Culture
Berlin : 80 professionnels du cinéma ont critiqué dans une lettre ouverte le "silence" de la Berlinale sur la guerre à Gaza
Tilda Swinton, l’une des signataires de la lettre ouverte, avait déjà dénoncé « l'inacceptable complaisance de nos gouvernements avides » à l'occasion de la remise de son Ours d'or en 2025 .
La 76e édition de la Berlinale s’est achevée dans un climat de tension politique, marqué par des prises de position virulentes sur la guerre à Gaza.
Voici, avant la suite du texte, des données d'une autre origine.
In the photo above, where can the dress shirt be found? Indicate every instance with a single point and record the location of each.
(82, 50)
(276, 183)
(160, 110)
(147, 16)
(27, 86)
Entre départ remarqué d’un représentant du gouvernement allemand et lettre ouverte signée par plus de 80 professionnels du cinéma dénonçant le silence du festival, le rendez-vous berlinois s’est retrouvé au cœur d’un débat brûlant sur l’engagement artistique et la liberté d’expression.
Berlin, Allemagne - Le ministre allemand présent à la cérémonie de clôture de la Berlinale a quitté la salle quand un réalisateur primé a accusé l'Allemagne d'être "complice du génocide commis à Gaza par Israël".
Récompensé pour son film "Chronicles from the Siege", le réalisateur syro-palestinien Abdullah Al-Khatib a accusé le gouvernement allemand d'être "complice du génocide commis à Gaza par Israël".
- Carsten était "le seul représentant du gouvernement" présent, même si sa participation n'avait pas de caractère "officiel", précise le ministère à la demande de l'AFP.
Le festival a connu une 76e édition crispée, traversée par un débat sur le positionnement (géo)politique ou non des cinéastes, avec le conflit au Proche-Orient en toile de fond.
Plus de 80 professionnels du cinéma ont critiqué dans une lettre ouverte le "silence" de la Berlinale sur la guerre à Gaza, accusant le festival de censurer les artistes qui rejettent le génocide commis par Israël à Gaza.
Au début de la cérémonie, la directrice du festival, Tricia Tuttle, avait défendu que la Berlinale ne pouvait pas résoudre les conflits du monde, mais pouvait en revanche "créer un espace pour la complexité" et "l'écoute".